«На суше и на море» - 67-68. Фантастика
Лихо маневрируя между опорных ребер и бесчисленных конструкций, Валерий парил в невесомости, поглядывая вокруг. Вблизи, вдали и в глубине Шара вспыхивали синие звезды сварки. Крохотные светящиеся фигурки людей (скафандры покрывали фосфоресцирующим составом) ползали и перепархивали над титаническим остовом сооружения. В эфире не смолкали смех, молодые голоса.
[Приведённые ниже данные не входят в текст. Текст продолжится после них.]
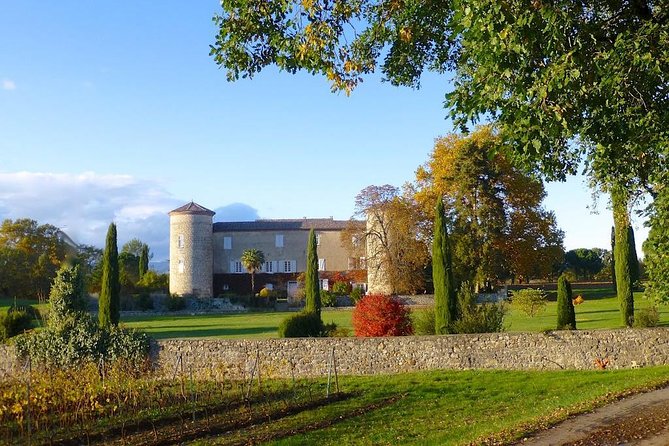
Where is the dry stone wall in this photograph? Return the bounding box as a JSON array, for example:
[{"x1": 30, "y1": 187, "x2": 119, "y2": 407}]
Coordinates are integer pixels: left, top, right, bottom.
[
  {"x1": 5, "y1": 328, "x2": 669, "y2": 379},
  {"x1": 154, "y1": 329, "x2": 669, "y2": 378}
]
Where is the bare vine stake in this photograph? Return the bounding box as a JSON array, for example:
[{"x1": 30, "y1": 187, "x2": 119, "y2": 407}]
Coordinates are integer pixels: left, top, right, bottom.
[
  {"x1": 332, "y1": 347, "x2": 339, "y2": 393},
  {"x1": 256, "y1": 348, "x2": 262, "y2": 394},
  {"x1": 26, "y1": 356, "x2": 33, "y2": 446},
  {"x1": 325, "y1": 348, "x2": 332, "y2": 398},
  {"x1": 189, "y1": 362, "x2": 196, "y2": 423},
  {"x1": 246, "y1": 356, "x2": 258, "y2": 400}
]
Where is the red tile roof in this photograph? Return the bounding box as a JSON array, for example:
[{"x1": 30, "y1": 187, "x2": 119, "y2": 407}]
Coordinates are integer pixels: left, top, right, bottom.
[{"x1": 168, "y1": 201, "x2": 216, "y2": 216}]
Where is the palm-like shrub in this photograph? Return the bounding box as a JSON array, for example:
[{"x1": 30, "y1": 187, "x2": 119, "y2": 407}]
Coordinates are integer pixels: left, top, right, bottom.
[{"x1": 241, "y1": 249, "x2": 265, "y2": 295}]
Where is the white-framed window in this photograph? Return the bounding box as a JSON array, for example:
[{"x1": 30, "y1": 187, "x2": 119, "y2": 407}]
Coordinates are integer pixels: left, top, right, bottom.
[
  {"x1": 281, "y1": 260, "x2": 297, "y2": 273},
  {"x1": 230, "y1": 260, "x2": 246, "y2": 274},
  {"x1": 261, "y1": 261, "x2": 274, "y2": 274}
]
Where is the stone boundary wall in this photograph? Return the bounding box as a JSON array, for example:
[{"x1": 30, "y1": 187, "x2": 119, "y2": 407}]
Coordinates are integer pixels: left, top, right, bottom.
[
  {"x1": 153, "y1": 328, "x2": 669, "y2": 378},
  {"x1": 5, "y1": 328, "x2": 669, "y2": 379}
]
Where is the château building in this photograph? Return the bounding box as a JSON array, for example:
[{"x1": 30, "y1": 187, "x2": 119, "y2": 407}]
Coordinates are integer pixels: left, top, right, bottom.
[{"x1": 169, "y1": 202, "x2": 366, "y2": 296}]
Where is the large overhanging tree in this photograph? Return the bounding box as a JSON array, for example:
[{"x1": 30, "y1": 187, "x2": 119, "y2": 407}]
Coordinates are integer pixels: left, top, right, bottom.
[{"x1": 211, "y1": 0, "x2": 669, "y2": 323}]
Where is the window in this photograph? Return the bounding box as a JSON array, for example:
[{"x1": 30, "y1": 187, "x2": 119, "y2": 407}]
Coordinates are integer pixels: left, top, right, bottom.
[
  {"x1": 262, "y1": 261, "x2": 274, "y2": 274},
  {"x1": 230, "y1": 260, "x2": 245, "y2": 274}
]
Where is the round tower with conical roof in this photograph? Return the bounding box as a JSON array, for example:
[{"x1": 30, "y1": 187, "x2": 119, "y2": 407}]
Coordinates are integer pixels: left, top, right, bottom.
[{"x1": 169, "y1": 201, "x2": 215, "y2": 297}]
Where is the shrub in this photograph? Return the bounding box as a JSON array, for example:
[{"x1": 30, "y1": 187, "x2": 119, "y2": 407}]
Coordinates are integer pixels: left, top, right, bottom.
[
  {"x1": 413, "y1": 307, "x2": 435, "y2": 336},
  {"x1": 165, "y1": 296, "x2": 186, "y2": 311},
  {"x1": 349, "y1": 287, "x2": 365, "y2": 305},
  {"x1": 332, "y1": 282, "x2": 351, "y2": 299},
  {"x1": 634, "y1": 306, "x2": 660, "y2": 328},
  {"x1": 323, "y1": 323, "x2": 351, "y2": 338},
  {"x1": 557, "y1": 275, "x2": 576, "y2": 330},
  {"x1": 136, "y1": 292, "x2": 153, "y2": 311},
  {"x1": 15, "y1": 313, "x2": 149, "y2": 367},
  {"x1": 321, "y1": 290, "x2": 337, "y2": 307},
  {"x1": 511, "y1": 288, "x2": 546, "y2": 317},
  {"x1": 279, "y1": 311, "x2": 324, "y2": 338},
  {"x1": 0, "y1": 310, "x2": 33, "y2": 342},
  {"x1": 451, "y1": 302, "x2": 506, "y2": 333},
  {"x1": 353, "y1": 294, "x2": 413, "y2": 336}
]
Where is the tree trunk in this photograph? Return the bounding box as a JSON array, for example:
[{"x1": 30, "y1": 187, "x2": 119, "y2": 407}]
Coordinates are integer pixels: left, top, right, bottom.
[{"x1": 611, "y1": 186, "x2": 634, "y2": 327}]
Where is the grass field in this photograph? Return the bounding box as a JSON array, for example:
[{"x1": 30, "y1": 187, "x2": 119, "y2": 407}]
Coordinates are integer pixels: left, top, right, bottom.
[
  {"x1": 122, "y1": 288, "x2": 669, "y2": 339},
  {"x1": 185, "y1": 367, "x2": 669, "y2": 445},
  {"x1": 5, "y1": 287, "x2": 669, "y2": 339}
]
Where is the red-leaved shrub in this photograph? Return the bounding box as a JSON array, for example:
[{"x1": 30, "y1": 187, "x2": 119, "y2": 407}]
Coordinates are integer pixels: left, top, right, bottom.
[{"x1": 353, "y1": 294, "x2": 413, "y2": 337}]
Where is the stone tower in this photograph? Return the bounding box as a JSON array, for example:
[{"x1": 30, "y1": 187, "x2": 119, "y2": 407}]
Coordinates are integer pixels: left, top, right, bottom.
[
  {"x1": 169, "y1": 201, "x2": 215, "y2": 297},
  {"x1": 365, "y1": 210, "x2": 393, "y2": 295}
]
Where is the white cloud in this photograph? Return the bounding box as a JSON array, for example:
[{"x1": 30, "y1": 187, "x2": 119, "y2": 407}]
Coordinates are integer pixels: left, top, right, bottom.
[
  {"x1": 2, "y1": 79, "x2": 16, "y2": 91},
  {"x1": 0, "y1": 172, "x2": 258, "y2": 261},
  {"x1": 0, "y1": 172, "x2": 183, "y2": 260}
]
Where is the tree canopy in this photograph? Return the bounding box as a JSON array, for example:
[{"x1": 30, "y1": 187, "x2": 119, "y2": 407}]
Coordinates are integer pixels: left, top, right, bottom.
[
  {"x1": 211, "y1": 0, "x2": 669, "y2": 189},
  {"x1": 350, "y1": 184, "x2": 429, "y2": 294},
  {"x1": 415, "y1": 127, "x2": 564, "y2": 285},
  {"x1": 0, "y1": 218, "x2": 74, "y2": 298}
]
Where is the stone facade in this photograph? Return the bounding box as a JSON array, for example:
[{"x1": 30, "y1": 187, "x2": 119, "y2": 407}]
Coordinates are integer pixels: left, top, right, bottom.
[
  {"x1": 365, "y1": 211, "x2": 393, "y2": 295},
  {"x1": 170, "y1": 202, "x2": 214, "y2": 297},
  {"x1": 5, "y1": 328, "x2": 669, "y2": 379}
]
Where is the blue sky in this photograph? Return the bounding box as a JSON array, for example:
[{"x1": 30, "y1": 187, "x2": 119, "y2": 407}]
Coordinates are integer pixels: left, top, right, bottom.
[{"x1": 0, "y1": 0, "x2": 647, "y2": 259}]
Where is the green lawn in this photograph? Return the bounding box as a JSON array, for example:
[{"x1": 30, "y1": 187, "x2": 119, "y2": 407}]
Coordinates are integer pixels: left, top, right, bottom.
[
  {"x1": 121, "y1": 310, "x2": 352, "y2": 339},
  {"x1": 505, "y1": 288, "x2": 669, "y2": 331},
  {"x1": 122, "y1": 288, "x2": 669, "y2": 339},
  {"x1": 191, "y1": 367, "x2": 669, "y2": 445}
]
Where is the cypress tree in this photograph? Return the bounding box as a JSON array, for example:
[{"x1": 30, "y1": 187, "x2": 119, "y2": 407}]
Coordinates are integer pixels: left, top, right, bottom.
[
  {"x1": 98, "y1": 223, "x2": 121, "y2": 327},
  {"x1": 611, "y1": 226, "x2": 618, "y2": 293},
  {"x1": 139, "y1": 243, "x2": 149, "y2": 280},
  {"x1": 304, "y1": 229, "x2": 321, "y2": 318},
  {"x1": 611, "y1": 186, "x2": 634, "y2": 327},
  {"x1": 432, "y1": 199, "x2": 457, "y2": 334},
  {"x1": 557, "y1": 274, "x2": 576, "y2": 330}
]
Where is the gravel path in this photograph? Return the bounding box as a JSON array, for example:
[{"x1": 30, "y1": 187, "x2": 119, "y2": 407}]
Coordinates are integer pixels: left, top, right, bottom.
[{"x1": 516, "y1": 387, "x2": 669, "y2": 446}]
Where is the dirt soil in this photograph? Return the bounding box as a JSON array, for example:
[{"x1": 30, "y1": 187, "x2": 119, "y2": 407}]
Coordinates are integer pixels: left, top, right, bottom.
[{"x1": 516, "y1": 387, "x2": 669, "y2": 446}]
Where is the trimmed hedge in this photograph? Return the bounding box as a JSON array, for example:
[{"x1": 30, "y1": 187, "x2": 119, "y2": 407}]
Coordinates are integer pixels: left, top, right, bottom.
[{"x1": 279, "y1": 311, "x2": 323, "y2": 338}]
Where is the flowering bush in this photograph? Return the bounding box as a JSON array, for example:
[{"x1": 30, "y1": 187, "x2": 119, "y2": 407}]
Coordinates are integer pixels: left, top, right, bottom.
[{"x1": 353, "y1": 294, "x2": 413, "y2": 336}]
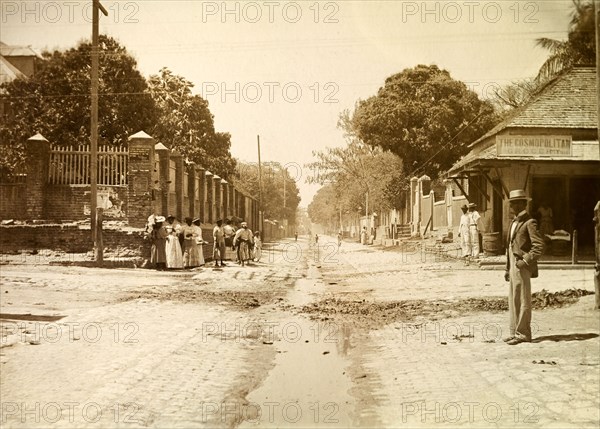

С этой чудовищной высоты диск планеты выглядел призрачным и хмурым. В иных местах ледяные равнины тускло мерцали: это отражался от них рассеянный свет звезд. А вон там, у экватора, — овальное пятно, оно сияет, жемчужно переливается. Астроград… Город-оранжерея, защищенный пластилитовым колпаком. Что ж, пусть пока так. Только бы зажечь солнце, тогда Освоение пойдет веселее.
Паря над Шаром, Валерий не разглядел на пути в полосе мрака груды балок, по чьему-то недосмотру отшвартовавшихся от причальных скоб. Удар был так силен, что Липатов потерял сознание. Он завертелся волчком вместе со скутером. От второго удара заглохший двигатель ожил — и машина устремилась в пустоту.
Только через месяц Странникову удалось спуститься в Астроград и прорваться к другу сквозь кордон неумолимых врачей. Вместе с Юлием пришла Лина. Увидев Валерия, неузнаваемо изменившегося, худого, с потухшими глазами, Юлий остановился в замешательстве. Хорошо, что Лина не растерялась, поставила в вазу алые и белые розы, щебетала, рассказывая новости. Липатов как-то жалко улыбался ей. А сам глядел на Странникова.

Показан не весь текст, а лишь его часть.